December 5, 2008 § 2 Comments
Once upon a time there was a marvellous music academy called the ANAM. It was a magical place for talented music students from all across Australia. Although not a perfect organisation (which is an oxymoron) it was loved and valued by those who attended, those who worked there, and the orchestras and public who benefited from its well-trained graduates.
There was much jealousy about the ANAM’s existence. Some reports about the academy held concerns that it wasn’t run like a university. “But we’re not a university” said the ANAM. “We’re a place where musicians can learn to be better performers. “Well we want you to be more like a university” said the reports. For the time being, the reports were left alone and the ANAM continued to improve anyway.
Allowed to flourish and prosper without too much interference, ANAM began producing incredible results. Many of its graduates won important postions in orchestras around the country. Others won the prestigious “Young Performer of the Year” while still others were the finalists in the same competition.
In 2007 there was much rejoicing by people in the arts community when a performing artist from the left became their federal minister. “He’ll understand the importance of keeping cultural institutions like the ANAM”, they all thought.
But they were wrong. The minister decided that the conclusions in the reports should be acted upon, so without ever setting foot inside the ANAM, told them they had to lift their game and become more “efficient and effective”. With little time to act on the minister’s recommendations and without any real sense that failure to act upon his advice could have grave consequences, the board did the best they could with the time they had been given. Unable to meet the deadline they asked for an extension. “Too late”, the Arts minister said. ” I have decided that as of the end of this year, that I will withdraw your funding as you have failed to meet my criteria.”

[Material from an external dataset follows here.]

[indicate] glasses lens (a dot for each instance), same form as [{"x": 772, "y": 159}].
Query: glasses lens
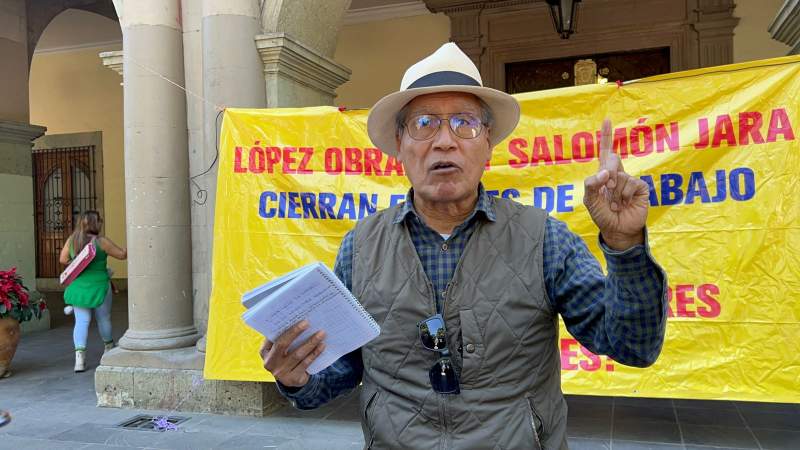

In shock and disbelief the staff and students of the ANAM set about letting the media and other Federal members about their situation. Underturd, (a deliberate spelling error) the minister stood by his decision. An online petition to save the ANAM was set up which eventually had over 11,ooo signatures. Important arts figures from around the world also publicly shared their concerns about ANAM’s closure.

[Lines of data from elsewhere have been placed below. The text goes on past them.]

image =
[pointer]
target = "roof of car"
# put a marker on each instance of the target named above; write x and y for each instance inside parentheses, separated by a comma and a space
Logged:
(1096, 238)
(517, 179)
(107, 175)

Hurriedly, the minister decided to come up with a new ANAM, which he called the AIMP. The opponents of his plan were outraged and the AIMP lasted for only nine days without ever having got off the ground. The ANAM was reinstated but without any certainty about when and where it would open, how many students it would have, who would teach there and how Melbourne Uni could possibly accommodate it properly.

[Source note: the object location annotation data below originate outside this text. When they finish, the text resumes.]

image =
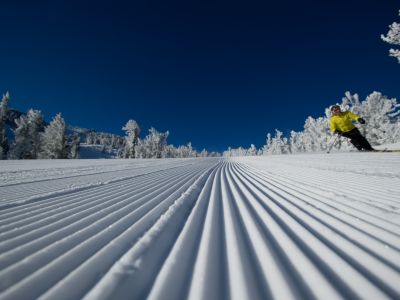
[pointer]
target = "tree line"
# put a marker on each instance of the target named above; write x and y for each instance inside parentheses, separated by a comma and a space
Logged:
(383, 127)
(28, 136)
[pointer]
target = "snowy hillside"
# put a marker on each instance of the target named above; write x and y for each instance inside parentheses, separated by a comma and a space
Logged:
(282, 227)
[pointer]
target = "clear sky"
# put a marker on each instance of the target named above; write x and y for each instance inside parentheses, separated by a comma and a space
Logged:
(216, 73)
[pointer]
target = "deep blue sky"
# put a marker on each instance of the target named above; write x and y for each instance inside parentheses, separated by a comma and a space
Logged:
(216, 73)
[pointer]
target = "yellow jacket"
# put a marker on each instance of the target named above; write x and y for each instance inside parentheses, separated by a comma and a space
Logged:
(343, 121)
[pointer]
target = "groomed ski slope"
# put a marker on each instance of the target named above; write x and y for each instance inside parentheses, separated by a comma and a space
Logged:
(278, 227)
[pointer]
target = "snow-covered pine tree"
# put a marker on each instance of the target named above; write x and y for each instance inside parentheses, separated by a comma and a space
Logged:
(381, 116)
(393, 37)
(27, 135)
(132, 130)
(155, 143)
(75, 147)
(53, 140)
(252, 151)
(4, 147)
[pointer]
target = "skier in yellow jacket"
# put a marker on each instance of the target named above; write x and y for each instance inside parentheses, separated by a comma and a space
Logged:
(341, 123)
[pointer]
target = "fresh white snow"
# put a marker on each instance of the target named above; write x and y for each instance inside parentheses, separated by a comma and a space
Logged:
(323, 226)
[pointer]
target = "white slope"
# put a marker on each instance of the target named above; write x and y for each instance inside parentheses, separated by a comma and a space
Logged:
(277, 227)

The students decided that if the minister wasn’t going to come to ANAM then they would visit him in Canberra and serenade the parliamentarians as they arrived for work. The students met with the minister for some “fruitful discussions”. This is sometimes political jargon for not very much at all.
Thankfully, on the 8th of December it was announced that ANAM could continue and we can hopefully end this fairytale with everyone living happily everafter.